User.__getattribute__ = custom_getattribute
User.save = MethodType(auth_user_save, None, User)
#####################################################

I tested it and it worked as expected. :D

So, here are the testcases :

from django.test.testcases import TestCase

def create_user(data='testuser'):
    email = '%s@%s.com' % (data, data)
    user = G(User, username=data, email=email, is_active=True)
    user.set_password(data)
    user.save()
    return user

class UsernameCaseInsensitiveTests(TestCase):

    def test_user_create(self):
        testuser = 'testuser'
        user = create_user(testuser)
        # Lowercase
        self.assertEqual(testuser, user.username)
        # Uppercase
        user.username = testuser.upper()
        user.save()
        self.assertEqual(testuser, user.username)
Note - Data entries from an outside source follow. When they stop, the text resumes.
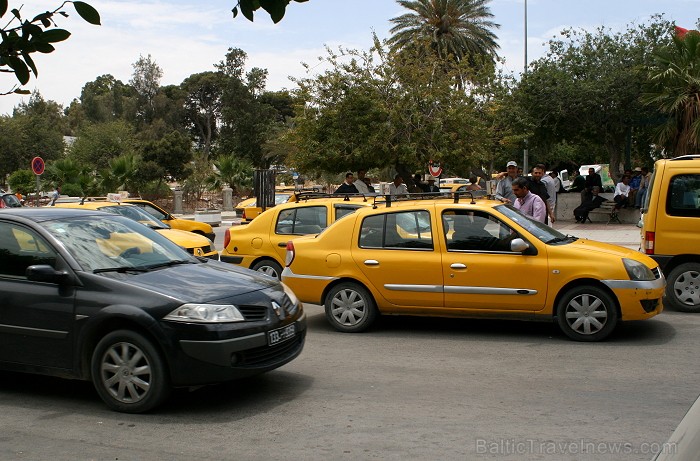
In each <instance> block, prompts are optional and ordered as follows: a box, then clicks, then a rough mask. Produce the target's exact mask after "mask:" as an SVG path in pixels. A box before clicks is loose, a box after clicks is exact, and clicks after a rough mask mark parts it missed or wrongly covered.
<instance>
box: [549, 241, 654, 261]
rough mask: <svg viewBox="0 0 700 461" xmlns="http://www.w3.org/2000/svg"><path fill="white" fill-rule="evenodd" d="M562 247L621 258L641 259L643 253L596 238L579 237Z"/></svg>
mask: <svg viewBox="0 0 700 461" xmlns="http://www.w3.org/2000/svg"><path fill="white" fill-rule="evenodd" d="M562 248H566V249H572V250H577V251H587V252H591V251H593V252H596V253H599V254H606V255H611V256H619V257H621V258H633V259H639V256H641V255H642V254H641V253H640V252H638V251H636V250H632V249H629V248H625V247H622V246H619V245H613V244H610V243H603V242H597V241H595V240H587V239H578V240H576V241H575V242H572V243H570V244H568V245H563V246H562Z"/></svg>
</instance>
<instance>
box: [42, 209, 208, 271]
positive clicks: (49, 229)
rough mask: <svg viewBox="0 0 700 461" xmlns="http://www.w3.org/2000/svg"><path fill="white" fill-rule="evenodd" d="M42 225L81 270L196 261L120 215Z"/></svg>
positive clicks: (171, 242)
mask: <svg viewBox="0 0 700 461" xmlns="http://www.w3.org/2000/svg"><path fill="white" fill-rule="evenodd" d="M43 226H44V227H45V228H46V229H47V230H48V231H49V232H50V233H51V234H52V235H53V236H54V237H55V238H56V239H57V240H59V241H60V242H61V243H62V244H63V246H64V247H65V248H66V249H67V250H68V251H69V252H70V253H71V254H72V255H73V257H74V258H75V259H76V261H78V263H79V264H80V265H81V267H82V269H83V270H85V271H93V272H94V271H97V272H105V269H108V270H109V269H114V268H120V270H121V271H126V270H128V269H129V268H133V269H136V270H140V269H144V268H149V267H154V266H167V265H169V264H170V263H172V262H174V261H178V262H184V261H191V262H195V263H196V262H198V260H197V259H196V258H194V257H193V256H191V255H189V254H188V253H187V252H186V251H185V250H184V249H182V248H180V247H179V246H178V245H176V244H175V243H173V242H171V241H170V240H168V239H167V238H165V237H163V236H162V235H160V234H159V233H158V232H156V231H154V230H151V229H149V228H148V227H146V226H143V225H142V224H139V223H137V222H136V221H133V220H131V219H128V218H126V217H123V216H118V215H111V214H104V216H96V215H92V216H81V217H70V218H66V219H56V220H53V221H47V222H44V223H43Z"/></svg>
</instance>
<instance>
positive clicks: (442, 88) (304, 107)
mask: <svg viewBox="0 0 700 461" xmlns="http://www.w3.org/2000/svg"><path fill="white" fill-rule="evenodd" d="M345 53H346V54H345V55H344V56H341V55H338V54H335V53H333V52H332V51H331V50H328V57H327V58H326V60H327V62H329V63H330V64H331V67H332V68H331V70H328V71H326V72H325V73H324V74H322V75H319V76H318V77H315V78H307V79H302V80H299V81H298V82H297V83H298V85H299V88H300V90H299V97H300V99H302V100H303V101H304V104H302V105H300V106H299V107H298V109H299V110H298V112H297V117H296V118H295V120H294V128H293V131H292V133H291V134H290V135H289V136H288V138H289V139H290V142H293V144H294V147H295V148H294V149H293V154H292V158H291V163H292V164H293V166H295V167H296V168H297V170H299V171H305V172H310V173H311V172H312V173H315V174H321V173H323V172H332V173H341V172H343V171H355V170H357V169H358V168H360V167H363V168H366V169H369V168H380V169H382V168H386V167H391V168H393V169H395V170H396V171H398V172H399V173H401V174H402V175H404V177H406V176H407V175H409V174H411V175H412V173H413V172H415V171H424V170H426V169H427V164H428V162H429V161H430V160H435V161H440V162H441V163H442V164H443V165H444V166H447V167H448V168H450V169H451V170H452V171H465V170H467V169H469V168H470V167H471V166H477V165H481V164H482V162H483V160H484V158H486V154H487V152H486V146H487V145H488V142H487V141H488V140H487V137H488V136H487V130H485V129H484V128H485V127H484V123H483V120H482V118H481V117H480V115H479V108H478V105H477V102H476V101H475V100H474V98H473V97H472V96H471V95H470V94H468V93H467V92H465V91H462V90H459V89H457V88H455V86H454V85H453V81H454V76H455V75H454V74H451V73H447V74H444V73H442V72H436V71H435V70H436V69H442V68H443V67H442V65H443V63H444V61H441V60H440V58H439V57H438V56H432V57H426V59H425V60H424V61H423V62H417V61H413V60H405V59H402V57H401V55H400V53H397V52H393V51H386V49H385V48H384V46H383V45H382V44H381V43H380V42H379V41H378V40H377V39H376V37H375V45H374V47H373V48H372V49H371V50H369V51H367V52H358V51H354V50H351V51H347V52H345ZM462 65H464V66H466V63H462ZM464 71H465V69H464V68H456V69H454V70H453V71H451V72H454V73H455V74H456V73H459V72H464Z"/></svg>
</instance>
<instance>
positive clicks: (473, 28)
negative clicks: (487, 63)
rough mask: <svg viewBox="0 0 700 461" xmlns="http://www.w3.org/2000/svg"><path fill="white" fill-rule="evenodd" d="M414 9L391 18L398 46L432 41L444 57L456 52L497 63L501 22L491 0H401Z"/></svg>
mask: <svg viewBox="0 0 700 461" xmlns="http://www.w3.org/2000/svg"><path fill="white" fill-rule="evenodd" d="M397 2H398V3H399V4H400V5H401V6H403V7H405V8H407V9H409V10H411V12H410V13H406V14H403V15H401V16H398V17H395V18H392V19H391V22H392V23H394V24H395V25H394V27H392V28H391V33H392V34H393V35H392V37H391V38H390V39H389V44H390V45H391V47H392V48H393V49H395V50H397V49H406V48H413V47H416V46H421V44H425V43H427V44H429V46H430V48H431V49H432V50H433V52H434V53H436V54H437V55H438V56H439V57H441V58H447V57H449V56H452V57H453V59H455V60H456V61H458V62H461V61H463V60H465V59H467V60H468V61H469V62H470V63H471V64H472V65H473V66H477V67H480V66H483V63H493V61H494V58H495V57H496V50H497V49H498V48H499V46H498V43H496V39H497V37H496V34H494V33H493V32H492V29H498V28H499V27H500V25H499V24H496V23H494V22H492V21H491V18H493V14H491V11H490V9H489V7H488V6H486V4H487V3H488V2H489V0H397Z"/></svg>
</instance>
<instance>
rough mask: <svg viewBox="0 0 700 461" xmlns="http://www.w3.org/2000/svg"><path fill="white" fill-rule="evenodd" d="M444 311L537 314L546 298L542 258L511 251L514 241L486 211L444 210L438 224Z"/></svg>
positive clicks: (490, 214) (542, 306)
mask: <svg viewBox="0 0 700 461" xmlns="http://www.w3.org/2000/svg"><path fill="white" fill-rule="evenodd" d="M440 221H441V222H440V225H441V226H442V229H443V230H442V232H441V238H444V239H445V246H446V248H447V251H446V252H445V254H444V256H443V266H442V270H443V274H444V280H445V285H444V292H445V307H447V308H464V309H472V310H481V311H501V310H502V311H518V310H521V311H526V312H531V311H539V310H541V309H542V308H544V305H545V300H546V297H547V277H548V264H547V255H546V253H544V254H543V253H542V251H546V250H545V249H542V251H541V252H540V253H539V254H532V255H528V254H523V253H519V252H513V251H511V250H510V243H511V241H512V240H513V239H514V238H517V237H519V235H518V234H516V233H515V232H514V231H513V230H512V229H511V228H510V227H509V226H507V225H506V224H505V223H504V222H502V221H500V220H499V219H498V218H496V217H495V216H494V215H491V214H490V213H488V212H486V211H465V210H463V209H454V210H449V209H447V210H445V211H443V213H442V219H441V220H440Z"/></svg>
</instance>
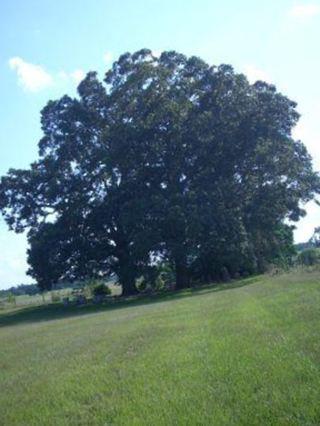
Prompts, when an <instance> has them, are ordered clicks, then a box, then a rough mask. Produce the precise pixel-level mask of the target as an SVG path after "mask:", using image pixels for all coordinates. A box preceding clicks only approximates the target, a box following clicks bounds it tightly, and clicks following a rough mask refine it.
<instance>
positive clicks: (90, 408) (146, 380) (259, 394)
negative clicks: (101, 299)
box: [0, 272, 320, 426]
mask: <svg viewBox="0 0 320 426" xmlns="http://www.w3.org/2000/svg"><path fill="white" fill-rule="evenodd" d="M319 326H320V273H319V272H318V273H317V272H309V273H308V272H303V273H302V272H297V273H292V274H290V275H281V276H277V277H272V278H271V277H258V278H254V279H247V280H244V281H239V282H237V283H234V284H231V285H227V286H220V287H214V286H212V287H207V288H204V289H201V290H196V291H195V290H193V291H185V292H182V293H179V294H175V295H171V296H167V297H165V298H156V299H153V300H144V301H139V302H132V303H130V302H128V303H124V304H121V305H117V306H115V307H112V308H105V307H103V308H95V307H87V308H74V309H70V310H69V309H67V308H62V307H56V306H53V307H47V308H32V309H31V308H28V309H27V310H25V311H15V312H12V313H2V314H1V315H0V347H1V350H0V424H3V425H6V426H7V425H24V426H26V425H209V424H210V425H213V424H214V425H238V424H241V425H268V424H273V425H274V424H281V425H311V424H315V425H316V424H320V405H319V394H320V339H319V337H320V336H319V330H320V327H319Z"/></svg>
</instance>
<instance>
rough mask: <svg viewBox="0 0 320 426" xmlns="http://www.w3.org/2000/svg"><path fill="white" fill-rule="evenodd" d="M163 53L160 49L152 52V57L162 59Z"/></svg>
mask: <svg viewBox="0 0 320 426" xmlns="http://www.w3.org/2000/svg"><path fill="white" fill-rule="evenodd" d="M161 53H162V50H158V49H156V50H153V51H152V55H153V56H154V57H156V58H160V56H161Z"/></svg>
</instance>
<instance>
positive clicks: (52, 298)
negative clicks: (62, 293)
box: [50, 291, 61, 303]
mask: <svg viewBox="0 0 320 426" xmlns="http://www.w3.org/2000/svg"><path fill="white" fill-rule="evenodd" d="M50 296H51V302H52V303H57V302H60V301H61V296H60V294H59V293H56V292H54V291H52V292H51V293H50Z"/></svg>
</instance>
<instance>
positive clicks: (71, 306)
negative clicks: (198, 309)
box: [0, 276, 259, 327]
mask: <svg viewBox="0 0 320 426" xmlns="http://www.w3.org/2000/svg"><path fill="white" fill-rule="evenodd" d="M258 280H259V277H258V276H255V277H250V278H246V279H242V280H238V281H233V282H230V283H223V284H221V283H219V284H210V285H204V286H199V287H196V288H194V287H193V288H188V289H185V290H180V291H175V292H168V293H161V294H156V295H153V296H146V295H141V296H133V297H130V298H126V299H125V298H122V297H119V299H118V300H114V301H112V302H111V301H110V302H105V303H103V304H101V305H95V304H93V303H89V304H87V305H82V306H76V305H70V306H63V305H62V304H61V303H51V304H47V305H37V306H28V307H22V308H20V309H19V308H18V309H15V310H12V311H10V312H5V311H4V312H1V311H0V327H6V326H12V325H16V324H21V323H34V322H41V321H51V320H55V319H64V318H70V317H80V316H83V315H90V314H95V313H99V312H105V311H112V310H115V309H126V308H131V307H136V306H142V305H147V304H154V303H161V302H170V301H174V300H179V299H183V298H187V297H197V296H202V295H205V294H209V293H214V292H219V291H225V290H233V289H236V288H240V287H243V286H246V285H249V284H254V283H256V282H257V281H258Z"/></svg>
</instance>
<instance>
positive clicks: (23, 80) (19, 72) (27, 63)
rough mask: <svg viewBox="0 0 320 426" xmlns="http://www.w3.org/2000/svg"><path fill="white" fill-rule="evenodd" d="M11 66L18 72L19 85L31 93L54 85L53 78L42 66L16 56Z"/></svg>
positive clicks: (13, 68)
mask: <svg viewBox="0 0 320 426" xmlns="http://www.w3.org/2000/svg"><path fill="white" fill-rule="evenodd" d="M9 66H10V68H11V69H12V70H14V71H16V73H17V76H18V83H19V85H20V86H21V87H22V88H23V89H24V90H25V91H29V92H39V91H40V90H43V89H45V88H46V87H49V86H51V85H52V84H53V78H52V76H51V75H50V74H49V73H48V72H47V71H46V70H45V69H44V68H43V67H41V66H40V65H35V64H31V63H29V62H26V61H24V60H23V59H22V58H20V57H18V56H16V57H14V58H11V59H10V60H9Z"/></svg>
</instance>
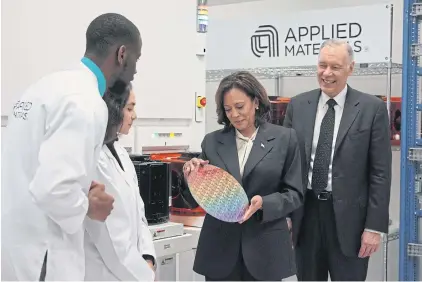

def test_username_eq(self):
    testuser = 'testuser'
    user = create_user(testuser)
    self.assertTrue(isinstance(user.username, iunicode))
    self.assertEqual(user.username, testuser)
    self.assertEqual(user.username, testuser.upper())
    self.assertTrue(user.username == testuser.upper())
    self.assertTrue(testuser.upper() == user.username)
    self.assertTrue(user.username == iunicode(testuser.upper()))
Implicit Case-insensitive queries for database
###################### QuerySet #############################
def _filter_or_exclude(self, negate, *args, **kwargs):
    if 'username' in kwargs:
        kwargs['username__iexact'] = kwargs['username']
        del kwargs['username']
    if args or kwargs:
        assert self.query.can_filter(),\
        "Cannot filter a query once a slice has been taken."
    from django.db.models import Q
    clone = self._clone()
    if negate:
        clone.query.add_q(~Q(*args, **kwargs))
    else:
        clone.query.add_q(Q(*args, **kwargs))
    return clone

from django.db.models.query import QuerySet
QuerySet._filter_or_exclude = _filter_or_exclude
#############################################################

This will allow, User.objects.get(username='yugal') & User.objects.get(username='YUGAl') yield the same user.